Your size is not equal to your esteem. You can’t feel bad about your body when you try on clothes because the change in sizing has nothing to do with you and everything to do with the piece of clothing in question.
Like the show, This is Us. On that show, the character Kate wants to fit into a size seven. The way the scene is shot makes us think that she’s not going to fit into it because she is so accustomed to feeling bad about her body that she didn’t know how to feel good. So she couldn’t’ wear the dress that actually fit her at a size seven and instead reinforced the negative body image she was used to and tried on a size five.
Clothes aren’t made to totally fit you. We kind of get lost in that idea, right? It’s so easy to get into a loop of negative self-talk.
But here’s the problem with mass-produced fashion:
The clothes aren’t made to fit your body perfectly; they’re made to kinda-sorta fit everyone.
I know. It sounds too simple to be true. But think about it.
There’s no template version for all clothing manufacturers to use anymore. The sizing system was created to mass-produce clothing, and since you’re the only one of you, there’s no way that stuff right off the rack is going to fit perfectly all the time.

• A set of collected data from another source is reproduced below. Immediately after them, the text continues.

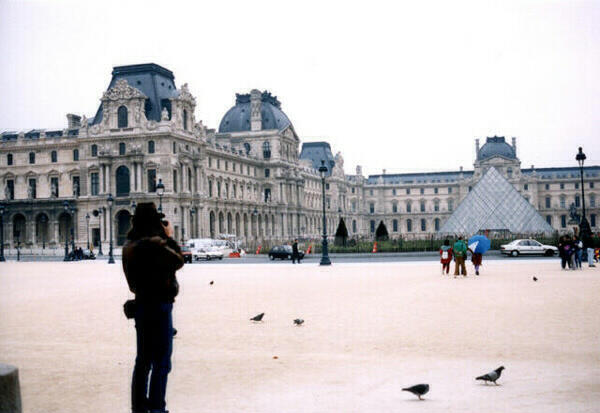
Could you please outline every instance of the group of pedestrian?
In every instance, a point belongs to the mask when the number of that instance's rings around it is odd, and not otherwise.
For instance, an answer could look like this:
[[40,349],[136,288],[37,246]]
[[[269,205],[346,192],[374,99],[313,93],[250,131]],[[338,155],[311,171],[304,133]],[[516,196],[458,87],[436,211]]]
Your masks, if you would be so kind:
[[596,251],[591,245],[591,240],[588,243],[589,245],[585,245],[576,235],[573,237],[570,235],[560,237],[558,240],[558,254],[560,255],[561,268],[563,270],[581,270],[584,250],[587,254],[588,267],[595,267],[594,262],[597,261],[595,259]]
[[468,249],[463,237],[458,237],[456,242],[450,246],[450,240],[444,240],[444,244],[440,247],[440,262],[442,264],[442,274],[450,273],[450,263],[454,259],[454,278],[462,275],[467,276],[467,252],[471,252],[471,262],[475,268],[475,275],[479,275],[479,268],[483,261],[483,254],[474,252]]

Before the Industrial Revolution, most people didn’t have a ton of clothes. The pieces they had were created specifically for them, which means they rocked each look because the piece fit perfectly!
So there are some ways that you can get around this annoying side effect of the 21st century.
Finding a tailor you love and trust is key. So is figuring out how to try on clothes when you’re shopping. Both of these steps are crucial to making sure that what you’re buying is going to adorn your body in the most perfect way possible.
Really, here’s a chance to relish in the fact that there’s no one like you! When you alter clothing to fit your body, then you’re owning and claiming the piece as being yours, right? Since we all know that once you’ve decided on your style you’ve taken the first step to authenticating your true self, this is something that just has to happen. It’s a key part of the process.
And wow. If that’s not empowering, I don’t know what is!